Aliás, numa postura curiosa, a prática de perguntar ao invés de puramente interpretar e relacionar por conta própria passa a ser natural na atuação do psicólogo.
Assim, a curiosidade faz com que o terapeuta não fique conformado com visões parciais a respeito de algo, não se represando em uma teoria ou forma de pensamento, mas buscando novos paradigmas, e conhecimentos, alargando o aprendizado em relação ao mundo que o cerca. Um terapeuta curioso está sempre pronto para aprender e não se sentirá tão inseguro em errar e assumir lacunas em seu conhecimento.
Além disso, por saber que o fenômeno transferencial faz parte de qualquer relacionamento, o terapeuta curioso também irá ao encontro do seu autoconhecimento, buscando o que a relação com o paciente e sua história desperta em si mesmo.
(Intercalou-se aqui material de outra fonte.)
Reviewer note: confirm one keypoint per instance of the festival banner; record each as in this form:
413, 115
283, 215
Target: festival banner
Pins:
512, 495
Estará focado não só ao conteúdo verbal do paciente, mas também em seus gestos e expressões. Atentará para as reações que o conteúdo trazido pelo paciente produzirão em seu corpo, em seu estado emocional e em sua psique. Buscará sua própria terapia pessoal e supervisão para enriquecer sua visão sobre o que se passa na relação terapêutica e, assim, percorrerá seu próprio caminho de autoconhecimento e ampliação da consciência.
O terapeuta curioso também desperta em seu paciente o desejo de se aprofundar em sua própria história e psiquismo, mostrando que essa exploração e uma visão menos redutivista e polarizada sobre sua vida pode levar a uma ampliação do seu mundo consciente, auxiliando em escolhas, decisões e na melhoria da qualidade de vida.
Portanto, façamos da curiosidade uma grande parceira na nossa prática clínica. Usada de maneira adequada ela nada terá a ver com uma postura mexiriqueira, mórbida ou invasiva mas, nos auxiliará a estar mais próximos da totalidade e de uma visão simbólica sobre o outro, sobre o mundo e sobre nós mesmos.